The formidably armed Messerschmitt ME 410 was said to be Hitler’s favourite. And, it was perhaps because of der Führer’s fondness for it, that Adolf Galland and others believed the Me 410 was being used even when it was tactically inappropriate to do so, thus leading to unnecessarily heavy losses (especially in the late stages of the war when replacement pilots simply did not exist). Indeed, according to the Wiki article on it, such imprudent use of the Me 410 was one of the reasons for the so-called Revolt of the Kommodores (or Fighter Pilots’ Revolt) when a group of high ranking Luftwaffe pilots challenged Göring. But I digress.
In both this article on the Me 410 (in the last two sentences of the second paragraph of the linked section) and in this video (between 1’25" and 2’00"), mention is made of the plane’s success in breaking up bomber formations by the use of its rockets. If I have understood the links correctly, the Me 410 would fire a rocket(s) towards the bomber formation causing the formation to break up. With the formation (the ‘box’) no longer intact, much of the mutual field-of-fire protection among the bombers was lost thereby rendering individual planes vulnerable to attack by the nearby fighters.

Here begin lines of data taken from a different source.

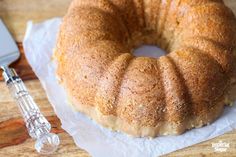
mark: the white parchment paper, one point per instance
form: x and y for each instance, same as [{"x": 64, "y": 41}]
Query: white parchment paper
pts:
[{"x": 98, "y": 141}]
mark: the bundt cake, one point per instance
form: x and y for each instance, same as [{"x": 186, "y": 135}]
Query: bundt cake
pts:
[{"x": 144, "y": 96}]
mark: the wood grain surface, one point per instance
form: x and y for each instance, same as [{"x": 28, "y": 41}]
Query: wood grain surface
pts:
[{"x": 14, "y": 140}]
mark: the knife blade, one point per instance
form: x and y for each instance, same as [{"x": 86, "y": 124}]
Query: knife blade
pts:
[{"x": 9, "y": 51}]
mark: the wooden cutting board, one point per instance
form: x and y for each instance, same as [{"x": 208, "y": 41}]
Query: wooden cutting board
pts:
[{"x": 14, "y": 140}]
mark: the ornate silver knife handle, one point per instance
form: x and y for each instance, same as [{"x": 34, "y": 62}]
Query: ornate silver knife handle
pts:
[{"x": 37, "y": 125}]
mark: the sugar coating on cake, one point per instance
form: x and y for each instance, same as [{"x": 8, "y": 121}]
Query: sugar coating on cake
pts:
[{"x": 144, "y": 96}]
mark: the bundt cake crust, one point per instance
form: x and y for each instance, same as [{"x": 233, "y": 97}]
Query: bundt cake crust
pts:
[
  {"x": 163, "y": 128},
  {"x": 145, "y": 96}
]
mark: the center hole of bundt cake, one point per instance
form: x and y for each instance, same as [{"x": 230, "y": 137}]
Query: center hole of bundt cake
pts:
[{"x": 149, "y": 51}]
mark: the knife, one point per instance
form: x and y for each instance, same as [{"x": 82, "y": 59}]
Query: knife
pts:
[{"x": 37, "y": 125}]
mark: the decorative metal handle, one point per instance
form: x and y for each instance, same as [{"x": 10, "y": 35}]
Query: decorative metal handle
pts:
[{"x": 37, "y": 125}]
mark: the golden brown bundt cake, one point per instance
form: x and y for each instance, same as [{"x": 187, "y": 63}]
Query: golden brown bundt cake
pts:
[{"x": 144, "y": 96}]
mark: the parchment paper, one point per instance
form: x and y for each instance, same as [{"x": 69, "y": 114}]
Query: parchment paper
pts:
[{"x": 98, "y": 141}]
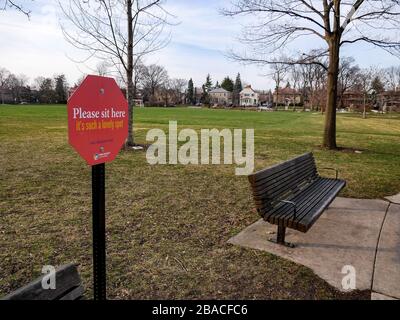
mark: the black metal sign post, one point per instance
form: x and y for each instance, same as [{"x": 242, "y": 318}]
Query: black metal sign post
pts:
[{"x": 99, "y": 231}]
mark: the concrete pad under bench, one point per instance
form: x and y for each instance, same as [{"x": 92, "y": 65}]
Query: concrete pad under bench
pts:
[
  {"x": 387, "y": 265},
  {"x": 347, "y": 233}
]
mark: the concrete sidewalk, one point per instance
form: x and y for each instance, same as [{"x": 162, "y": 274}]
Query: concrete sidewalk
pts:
[{"x": 360, "y": 233}]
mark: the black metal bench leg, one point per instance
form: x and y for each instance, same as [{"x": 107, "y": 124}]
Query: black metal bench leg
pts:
[{"x": 280, "y": 237}]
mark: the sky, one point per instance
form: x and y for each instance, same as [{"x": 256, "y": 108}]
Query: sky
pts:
[{"x": 199, "y": 45}]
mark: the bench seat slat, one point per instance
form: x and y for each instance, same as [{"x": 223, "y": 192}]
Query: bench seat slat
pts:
[
  {"x": 286, "y": 211},
  {"x": 307, "y": 201},
  {"x": 309, "y": 219},
  {"x": 295, "y": 180}
]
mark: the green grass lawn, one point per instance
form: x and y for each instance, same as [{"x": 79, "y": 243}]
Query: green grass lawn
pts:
[{"x": 168, "y": 226}]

My question, then (finally), is why would this tactic be so successful? Why would firing a rocket at the bomber formation lead to its break up whereas an attack by fighters would not? And, in either case, couldn’t the maneuver be countered simply by having the bombers stay in formation except for those few planes towards which the rocket is heading? In other words, wouldn’t formation discipline be a successful countermeasure?